The first data set yields an inter-rater reliability of \(\kappa = .46, \ 95\% \ CI{[.38, \ .54]}\), that should be considered unacceptable. The function agreementplot() generates a representation of a k by k confusion matrix, where the observed and expected diagonal elements are represented by superposed black and white rectangles, respectively.


dat1 <- matrix(c(20, 27, 1, 3, 0,
                 23, 21, 0, 0, 0,
                 4, 2, 46, 1, 0,
                 2, 2, 0, 14, 17,
                 0, 0, 0, 13, 24), 5, 5, byrow = T,
                 dimnames= list(c('Bi1', 'Bi2', 'PD', 'C', 'MD'),
                                c('Bi1', 'Bi2', 'PD', 'C', 'MD')))
K1 <- Kappa(dat1)
print(K1, CI = TRUE)
##             value     ASE     z
## Unweighted 0.4574 0.04169 10.97
## Weighted   0.6774 0.02876 23.55
##                                                                                                                                   Pr(>|z|)
## Unweighted 0.00000000000000000000000000051798280819831024980496793930887936602748847277526847309482233086705226356508124929689529380993918
## Weighted   0.00000000000000000000000000000000000000000000000000000000000000000000000000000000000000000000000000000000000000000000000001148
##             lower  upper
## Unweighted 0.3757 0.5391
## Weighted   0.6210 0.7337

agreementplot(dat1, ylab = 'Rater 1', ylab_rot = 90, ylab_just = 'center',
              xlab = 'Rater 2', xlab_rot = 0, xlab_just = 'center',
              reverse_y = TRUE, weights = 1)
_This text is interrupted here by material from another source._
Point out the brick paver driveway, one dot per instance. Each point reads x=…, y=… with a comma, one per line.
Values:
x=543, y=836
Figure 14.1: Agreement plot displaying low agreement between two clinical psychologists assessing individuals with affective disorders.

The second data set yields a very high inter-rater reliability, \(\kappa = .91, \ 95\% \ CI {[.87, \ .95]}\). The reason for such a high Kappa coefficient can be found in the small amount of disagreement between raters (i.e., there are very few cases in the off-diagonal cells).


dat2 <- matrix(c(79, 0, 0, 0, 0,
                 2, 31, 0, 0, 0,
                 1, 3, 46, 1, 0,
                 0, 2, 0, 6, 0,
                 0, 1, 0, 5, 43), 5, 5, byrow = T,
                 dimnames= list(c('Bi1', 'Bi2', 'PD', 'C', 'MD'),
                                c('Bi1', 'Bi2', 'PD', 'C', 'MD')))
K2 <- Kappa(dat2)
print(K2, CI = TRUE)
##             value     ASE     z Pr(>|z|)  lower  upper
## Unweighted 0.9087 0.02239 40.58        0 0.8648 0.9526
## Weighted   0.9457 0.01498 63.15        0 0.9163 0.9750

agreementplot(dat2, ylab = 'Rater 1', ylab_rot = 90, ylab_just = 'center',
              xlab = 'Rater 2', xlab_rot = 0, xlab_just = 'center',
              reverse_y = TRUE, weights = 1)

Figure 14.2: Agreement plot displaying high agreement between two clinical psychologists assessing individuals with affective disorders.